It was heavenly. Did I mention the full moon sending the perfect beam over my private pool? Torture.
The public spaces were designed to be more modern while still recalling local architectural influences. But basically they're box-like structures of stone and glass with stylish furnishings and killer views of the sea. My favorite was the smallest of the lot, a simple box perched higher than most, seemingly in the trees. It was a few steps away from the library, a three-story structure with a spiral staircase that led up to a perfect room with round windows, a ton of books, comfortable seating, and another killer view. No matter where I went, there was always a staffer nearby to offer drinks and snacks while I read The Museum of Innocence by Orhan Pamuk (the actual museum opened earlier this year in Istanbul — a must-see if you're in that city). I found myself opting for a pre-dinner raki, out of empathy for the main character, who drinks a lot of raki.

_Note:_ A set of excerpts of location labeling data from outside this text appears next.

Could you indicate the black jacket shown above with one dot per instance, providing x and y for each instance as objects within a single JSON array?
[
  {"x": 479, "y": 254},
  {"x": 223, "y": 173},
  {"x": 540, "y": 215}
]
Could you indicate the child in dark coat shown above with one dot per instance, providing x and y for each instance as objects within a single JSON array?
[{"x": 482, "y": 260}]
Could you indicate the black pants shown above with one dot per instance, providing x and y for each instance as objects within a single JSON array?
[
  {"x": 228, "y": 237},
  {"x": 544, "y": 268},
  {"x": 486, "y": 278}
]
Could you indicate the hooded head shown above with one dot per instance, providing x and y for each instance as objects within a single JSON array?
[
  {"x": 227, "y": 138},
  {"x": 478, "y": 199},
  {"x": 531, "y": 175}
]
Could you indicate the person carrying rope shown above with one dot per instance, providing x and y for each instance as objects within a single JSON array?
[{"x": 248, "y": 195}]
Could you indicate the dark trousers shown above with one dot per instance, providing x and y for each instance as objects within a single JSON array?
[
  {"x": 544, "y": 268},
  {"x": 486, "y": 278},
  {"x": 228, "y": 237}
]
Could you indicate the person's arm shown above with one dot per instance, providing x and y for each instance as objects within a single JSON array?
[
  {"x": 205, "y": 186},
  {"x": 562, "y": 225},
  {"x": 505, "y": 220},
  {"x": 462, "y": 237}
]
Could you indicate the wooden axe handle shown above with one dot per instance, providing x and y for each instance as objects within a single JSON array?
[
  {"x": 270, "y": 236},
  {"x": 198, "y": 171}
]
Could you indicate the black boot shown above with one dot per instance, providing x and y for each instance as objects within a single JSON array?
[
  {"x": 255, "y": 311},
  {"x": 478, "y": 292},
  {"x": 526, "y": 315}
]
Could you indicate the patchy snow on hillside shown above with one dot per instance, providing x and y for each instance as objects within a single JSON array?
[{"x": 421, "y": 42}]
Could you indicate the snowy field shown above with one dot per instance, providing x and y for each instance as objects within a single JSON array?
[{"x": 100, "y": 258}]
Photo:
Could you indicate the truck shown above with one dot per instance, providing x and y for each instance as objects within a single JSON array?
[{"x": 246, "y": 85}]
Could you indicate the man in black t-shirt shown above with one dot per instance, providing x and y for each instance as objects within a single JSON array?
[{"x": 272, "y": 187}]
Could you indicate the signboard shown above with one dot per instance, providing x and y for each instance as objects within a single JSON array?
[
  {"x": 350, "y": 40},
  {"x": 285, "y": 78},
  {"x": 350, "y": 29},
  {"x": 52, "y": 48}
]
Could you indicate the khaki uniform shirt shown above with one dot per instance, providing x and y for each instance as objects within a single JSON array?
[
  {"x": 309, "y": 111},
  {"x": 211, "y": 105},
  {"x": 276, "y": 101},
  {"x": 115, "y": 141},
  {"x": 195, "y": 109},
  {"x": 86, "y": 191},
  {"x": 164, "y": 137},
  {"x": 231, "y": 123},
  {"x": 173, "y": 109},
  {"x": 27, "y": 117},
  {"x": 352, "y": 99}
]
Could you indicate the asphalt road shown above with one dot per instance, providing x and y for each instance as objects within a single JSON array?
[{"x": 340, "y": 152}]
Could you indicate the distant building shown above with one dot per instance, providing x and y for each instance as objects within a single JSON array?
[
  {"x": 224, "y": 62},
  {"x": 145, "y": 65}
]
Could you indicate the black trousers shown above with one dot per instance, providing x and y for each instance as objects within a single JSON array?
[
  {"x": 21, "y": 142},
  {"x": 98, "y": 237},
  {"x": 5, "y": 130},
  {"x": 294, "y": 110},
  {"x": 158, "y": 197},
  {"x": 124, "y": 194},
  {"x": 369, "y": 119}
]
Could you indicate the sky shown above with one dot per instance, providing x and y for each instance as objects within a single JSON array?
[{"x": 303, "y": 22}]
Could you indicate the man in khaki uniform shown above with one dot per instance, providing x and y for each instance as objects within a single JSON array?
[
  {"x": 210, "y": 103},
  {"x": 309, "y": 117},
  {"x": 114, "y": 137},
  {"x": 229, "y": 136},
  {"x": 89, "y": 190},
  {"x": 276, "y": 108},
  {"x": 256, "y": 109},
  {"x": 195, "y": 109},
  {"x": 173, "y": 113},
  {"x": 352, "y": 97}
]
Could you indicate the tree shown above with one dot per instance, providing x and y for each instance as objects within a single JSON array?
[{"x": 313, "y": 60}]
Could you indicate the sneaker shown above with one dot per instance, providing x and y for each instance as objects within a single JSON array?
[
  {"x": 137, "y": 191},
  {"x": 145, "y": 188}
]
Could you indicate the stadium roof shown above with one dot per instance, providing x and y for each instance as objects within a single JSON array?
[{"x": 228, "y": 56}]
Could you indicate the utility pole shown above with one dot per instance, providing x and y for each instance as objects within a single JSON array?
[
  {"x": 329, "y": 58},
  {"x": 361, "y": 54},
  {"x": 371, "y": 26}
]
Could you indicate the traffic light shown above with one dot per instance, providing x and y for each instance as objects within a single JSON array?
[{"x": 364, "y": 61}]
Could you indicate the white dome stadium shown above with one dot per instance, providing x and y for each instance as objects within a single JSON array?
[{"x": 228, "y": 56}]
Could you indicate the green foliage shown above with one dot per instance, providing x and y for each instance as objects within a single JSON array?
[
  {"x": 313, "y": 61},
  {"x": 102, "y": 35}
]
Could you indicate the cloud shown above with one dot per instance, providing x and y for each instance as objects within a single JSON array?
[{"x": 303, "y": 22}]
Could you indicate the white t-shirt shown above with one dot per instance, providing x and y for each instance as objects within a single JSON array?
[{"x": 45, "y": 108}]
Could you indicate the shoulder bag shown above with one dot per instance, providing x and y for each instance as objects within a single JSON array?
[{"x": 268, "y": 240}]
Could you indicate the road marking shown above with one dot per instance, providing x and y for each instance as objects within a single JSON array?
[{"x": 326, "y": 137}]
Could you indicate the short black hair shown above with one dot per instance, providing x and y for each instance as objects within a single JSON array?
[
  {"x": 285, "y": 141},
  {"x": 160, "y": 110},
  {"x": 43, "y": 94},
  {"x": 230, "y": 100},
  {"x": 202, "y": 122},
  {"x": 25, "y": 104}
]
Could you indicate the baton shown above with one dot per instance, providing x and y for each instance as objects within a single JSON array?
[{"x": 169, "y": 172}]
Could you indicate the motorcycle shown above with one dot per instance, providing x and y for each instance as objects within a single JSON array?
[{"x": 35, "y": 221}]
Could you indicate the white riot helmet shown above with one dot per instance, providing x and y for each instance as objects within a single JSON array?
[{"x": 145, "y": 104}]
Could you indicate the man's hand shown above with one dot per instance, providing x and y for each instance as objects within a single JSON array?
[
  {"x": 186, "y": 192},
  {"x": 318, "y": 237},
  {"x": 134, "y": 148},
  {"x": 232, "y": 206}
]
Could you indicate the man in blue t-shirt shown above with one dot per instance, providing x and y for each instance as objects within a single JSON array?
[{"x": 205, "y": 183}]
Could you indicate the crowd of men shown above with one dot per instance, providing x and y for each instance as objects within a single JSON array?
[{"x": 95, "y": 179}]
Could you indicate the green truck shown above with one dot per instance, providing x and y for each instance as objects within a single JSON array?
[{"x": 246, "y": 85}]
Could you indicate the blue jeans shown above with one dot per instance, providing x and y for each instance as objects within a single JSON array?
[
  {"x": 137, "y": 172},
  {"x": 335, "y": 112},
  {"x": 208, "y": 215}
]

For dinner: more options. The first: Where to eat? There were four rooms, also glass boxes of sorts, perched on the hillside. I just needed to decide which view I wanted, a choice often based on who else was (or was not) in the room. Then there was the menu, with separate sections of Turkish, Western, and either Indonesian or Thai dishes. I ordered room service for breakfast once, and, while a meal by the pool is lovely, I preferred hanging out at the beach club. It was a 15-minute walk down a sandy path to Amanruya's private beach. There were many places to sun and seek shade, tables for dining on a great and light menu that changed daily, and a jetty for easier water access (the beach was a bit rocky).
For three days I pretended that all this — the little house with a view of the sea, the private pool, the daily turn-down, and Joel Robuchon-alum cooked meals — was my completely normal life.
Re-entry into reaity was harsh. But I can now confirm that all those people who rave about Aman are not blowing smoke. This was only my first experience of their hotels. But it was enough. I get it, I love, it and I'm pondering my next trip.